Ankara katliamının, Türkiye halkları üzerinde ağır bir travmatik baskı yarattığını ve Türkiye'nin tek gündemi haline geldiğini hatırlatan KCK, açıklamasında şu ifadelere yer verdi:
‘’AKP hükümeti bu durumu fırsata çevirip başta belediye başkanları olmak üzere Kürdistan'daki siyasetçilere yönelmiştir. Yine bu gündemin yarattığı yoğunluk ortamında halka yönelik baskılar arttırılmıştır. Ankara katliamının gündem yoğunluğu içinde bu tür tutuklama ve baskıların haber ve gündem olmayacağı düşünülüp demokrasi güçlerinin üzerine üzerine gidilmektedir. Her fırsatta baskı ve tutuklamaları arttırmaya yönelmeleri, Kürt Özgürlük Hareketi ve demokrasi güçlerini ezme politikalarının sonucu gerçekleşmektedir.

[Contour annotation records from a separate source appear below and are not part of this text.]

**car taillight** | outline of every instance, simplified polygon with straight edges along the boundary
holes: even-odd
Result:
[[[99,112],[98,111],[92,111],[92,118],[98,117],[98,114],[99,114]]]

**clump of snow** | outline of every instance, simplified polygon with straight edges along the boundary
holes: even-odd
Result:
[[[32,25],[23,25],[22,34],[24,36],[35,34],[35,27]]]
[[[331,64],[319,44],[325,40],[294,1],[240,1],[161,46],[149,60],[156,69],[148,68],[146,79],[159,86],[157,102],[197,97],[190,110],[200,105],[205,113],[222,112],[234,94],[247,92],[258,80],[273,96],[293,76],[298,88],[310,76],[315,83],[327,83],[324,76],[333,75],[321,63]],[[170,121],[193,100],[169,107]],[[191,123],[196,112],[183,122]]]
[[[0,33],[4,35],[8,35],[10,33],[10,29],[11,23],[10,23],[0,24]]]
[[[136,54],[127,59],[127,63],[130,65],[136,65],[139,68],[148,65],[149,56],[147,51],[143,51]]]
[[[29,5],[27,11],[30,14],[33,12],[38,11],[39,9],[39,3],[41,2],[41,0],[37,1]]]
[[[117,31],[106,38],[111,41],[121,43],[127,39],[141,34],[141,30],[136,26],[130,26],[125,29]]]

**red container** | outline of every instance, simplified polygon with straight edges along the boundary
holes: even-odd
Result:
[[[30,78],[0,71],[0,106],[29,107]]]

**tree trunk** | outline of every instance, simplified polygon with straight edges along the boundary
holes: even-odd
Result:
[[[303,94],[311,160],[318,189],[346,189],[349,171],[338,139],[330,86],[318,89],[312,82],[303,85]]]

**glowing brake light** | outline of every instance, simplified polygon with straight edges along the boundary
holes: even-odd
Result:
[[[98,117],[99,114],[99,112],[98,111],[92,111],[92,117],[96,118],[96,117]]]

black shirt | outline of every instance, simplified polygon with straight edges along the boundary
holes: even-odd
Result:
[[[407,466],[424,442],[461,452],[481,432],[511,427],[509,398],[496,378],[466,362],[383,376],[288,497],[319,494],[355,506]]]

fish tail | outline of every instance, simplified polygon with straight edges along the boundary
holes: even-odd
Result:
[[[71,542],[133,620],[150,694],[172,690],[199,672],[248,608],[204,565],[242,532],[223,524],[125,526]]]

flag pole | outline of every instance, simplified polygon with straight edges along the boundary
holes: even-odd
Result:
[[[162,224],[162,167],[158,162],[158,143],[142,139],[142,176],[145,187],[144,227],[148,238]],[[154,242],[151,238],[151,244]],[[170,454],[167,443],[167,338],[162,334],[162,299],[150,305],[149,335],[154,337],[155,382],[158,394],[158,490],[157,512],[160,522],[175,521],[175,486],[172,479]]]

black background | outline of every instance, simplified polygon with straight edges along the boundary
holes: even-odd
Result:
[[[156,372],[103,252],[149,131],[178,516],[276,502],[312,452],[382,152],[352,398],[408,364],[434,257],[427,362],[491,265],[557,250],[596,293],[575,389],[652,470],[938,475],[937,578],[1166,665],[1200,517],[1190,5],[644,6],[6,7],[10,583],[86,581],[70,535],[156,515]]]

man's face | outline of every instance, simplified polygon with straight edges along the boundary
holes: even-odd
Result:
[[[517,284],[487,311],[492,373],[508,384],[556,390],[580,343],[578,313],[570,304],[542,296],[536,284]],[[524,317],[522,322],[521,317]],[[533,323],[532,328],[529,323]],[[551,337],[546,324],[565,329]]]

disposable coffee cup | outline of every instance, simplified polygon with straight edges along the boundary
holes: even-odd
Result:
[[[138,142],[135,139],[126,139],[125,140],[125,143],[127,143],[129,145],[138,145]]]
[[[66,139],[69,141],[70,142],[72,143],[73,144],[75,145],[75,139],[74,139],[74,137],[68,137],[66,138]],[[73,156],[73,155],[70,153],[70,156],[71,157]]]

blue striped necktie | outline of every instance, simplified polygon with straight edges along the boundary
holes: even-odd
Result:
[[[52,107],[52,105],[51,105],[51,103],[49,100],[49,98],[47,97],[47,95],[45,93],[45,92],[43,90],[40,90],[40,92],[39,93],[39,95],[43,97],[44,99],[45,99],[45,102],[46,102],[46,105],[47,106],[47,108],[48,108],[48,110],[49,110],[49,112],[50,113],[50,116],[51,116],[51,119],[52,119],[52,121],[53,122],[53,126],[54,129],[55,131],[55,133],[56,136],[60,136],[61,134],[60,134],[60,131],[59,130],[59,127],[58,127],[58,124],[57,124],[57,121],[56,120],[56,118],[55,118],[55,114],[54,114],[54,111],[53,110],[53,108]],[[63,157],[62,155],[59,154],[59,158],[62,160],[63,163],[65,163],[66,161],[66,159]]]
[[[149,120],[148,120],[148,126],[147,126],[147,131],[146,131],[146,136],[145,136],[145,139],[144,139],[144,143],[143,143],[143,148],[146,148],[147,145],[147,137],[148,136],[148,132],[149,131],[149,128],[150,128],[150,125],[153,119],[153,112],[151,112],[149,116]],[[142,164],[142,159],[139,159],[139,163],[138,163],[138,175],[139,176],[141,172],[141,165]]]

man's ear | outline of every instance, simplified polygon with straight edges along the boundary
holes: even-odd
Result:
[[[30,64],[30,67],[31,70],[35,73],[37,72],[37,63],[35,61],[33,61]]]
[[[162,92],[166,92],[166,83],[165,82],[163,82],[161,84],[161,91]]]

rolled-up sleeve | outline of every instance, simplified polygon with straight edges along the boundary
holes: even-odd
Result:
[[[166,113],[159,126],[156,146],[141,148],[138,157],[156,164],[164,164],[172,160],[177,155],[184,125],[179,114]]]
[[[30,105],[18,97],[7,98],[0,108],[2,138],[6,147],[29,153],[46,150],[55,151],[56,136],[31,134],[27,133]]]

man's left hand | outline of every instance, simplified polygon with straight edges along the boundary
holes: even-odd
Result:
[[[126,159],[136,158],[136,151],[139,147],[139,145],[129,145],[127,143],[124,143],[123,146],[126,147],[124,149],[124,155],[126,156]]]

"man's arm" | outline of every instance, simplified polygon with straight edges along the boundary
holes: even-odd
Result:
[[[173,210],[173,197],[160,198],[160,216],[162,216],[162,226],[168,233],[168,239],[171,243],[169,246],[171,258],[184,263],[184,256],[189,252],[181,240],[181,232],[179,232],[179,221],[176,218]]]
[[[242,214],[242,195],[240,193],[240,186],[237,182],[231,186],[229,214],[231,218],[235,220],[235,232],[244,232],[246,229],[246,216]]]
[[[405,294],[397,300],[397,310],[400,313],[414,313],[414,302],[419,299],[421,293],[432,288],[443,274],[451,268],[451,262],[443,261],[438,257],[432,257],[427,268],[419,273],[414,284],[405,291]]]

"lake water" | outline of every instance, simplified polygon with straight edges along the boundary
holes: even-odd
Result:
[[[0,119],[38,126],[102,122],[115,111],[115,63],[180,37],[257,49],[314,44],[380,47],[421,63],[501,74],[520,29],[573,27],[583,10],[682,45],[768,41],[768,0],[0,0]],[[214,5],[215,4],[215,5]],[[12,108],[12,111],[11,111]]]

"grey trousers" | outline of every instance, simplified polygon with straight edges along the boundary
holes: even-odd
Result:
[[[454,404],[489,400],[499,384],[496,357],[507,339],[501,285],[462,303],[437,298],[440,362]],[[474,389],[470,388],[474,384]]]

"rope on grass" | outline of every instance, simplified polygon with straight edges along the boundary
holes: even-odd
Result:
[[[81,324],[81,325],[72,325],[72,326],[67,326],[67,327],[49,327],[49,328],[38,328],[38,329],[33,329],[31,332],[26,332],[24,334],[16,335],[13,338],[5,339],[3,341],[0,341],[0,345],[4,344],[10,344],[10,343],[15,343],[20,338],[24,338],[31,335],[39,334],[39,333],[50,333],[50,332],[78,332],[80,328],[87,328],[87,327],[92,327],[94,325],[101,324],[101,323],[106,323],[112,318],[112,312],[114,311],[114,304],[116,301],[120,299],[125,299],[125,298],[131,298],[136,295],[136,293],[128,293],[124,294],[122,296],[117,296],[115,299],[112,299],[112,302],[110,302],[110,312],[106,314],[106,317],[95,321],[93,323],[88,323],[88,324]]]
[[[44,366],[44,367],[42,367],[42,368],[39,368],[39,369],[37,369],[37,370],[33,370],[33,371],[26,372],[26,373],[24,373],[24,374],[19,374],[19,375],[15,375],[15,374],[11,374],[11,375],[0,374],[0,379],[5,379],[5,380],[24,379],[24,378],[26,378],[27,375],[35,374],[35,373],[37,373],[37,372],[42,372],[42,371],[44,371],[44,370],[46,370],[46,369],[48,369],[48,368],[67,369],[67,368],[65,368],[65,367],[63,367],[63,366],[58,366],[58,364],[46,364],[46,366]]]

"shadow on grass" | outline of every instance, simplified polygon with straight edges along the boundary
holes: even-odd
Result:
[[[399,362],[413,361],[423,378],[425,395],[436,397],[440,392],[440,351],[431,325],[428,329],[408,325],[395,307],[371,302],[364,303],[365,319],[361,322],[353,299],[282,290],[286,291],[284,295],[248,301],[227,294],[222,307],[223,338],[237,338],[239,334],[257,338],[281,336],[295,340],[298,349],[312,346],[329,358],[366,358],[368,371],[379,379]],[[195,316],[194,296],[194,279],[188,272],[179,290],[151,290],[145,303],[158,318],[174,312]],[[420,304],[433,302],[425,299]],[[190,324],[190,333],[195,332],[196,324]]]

AKP ZİHNİYETİNE TESLİM OLMAMAK GEREKİR
Bu kadar belediye başkanı ve siyasetçilerin tutuklanması seçimleri anlamsız hale getirdiği gibi, demokratik siyasetin de Türkiye açısından fazla bir anlamı olmadığını ortaya koymaktadır. Öyle ki, partiler ve seçimler dünyayı aldatma ve içteki baskıları örtme biçimindeki özel savaş araçları haline getirilmiştir. 1946 yılında çok partili siyasi döneme böyle bir aldatma ve özel savaş gereği geçen Türkiye, 70 yıl sonra hala çok partili siyasi yaşamı ve seçimleri böyle kullanmakta ısrar etmektedir. Kürt sorunu çözülmediği ve Türkiye demokratikleşmediği müddetçe bu zihniyet ve politikaların kırılamayacağı da anlaşılmaktadır. Ancak bu zihniyet ve politikalara teslim olmamak gerekir. Belediye başkanları ve siyasetçiler tutuklandığında Kürt halkı her yerde demokratik tepkilerini ortaya koymalıdır. Kürt siyasetçilerinin, demokratik siyasetçilerin kolay tutuklanmasına izin verilmemelidir. Halk, kendi siyasi iradesine koşullar ne olursa olsun sahip çıkmalıdır.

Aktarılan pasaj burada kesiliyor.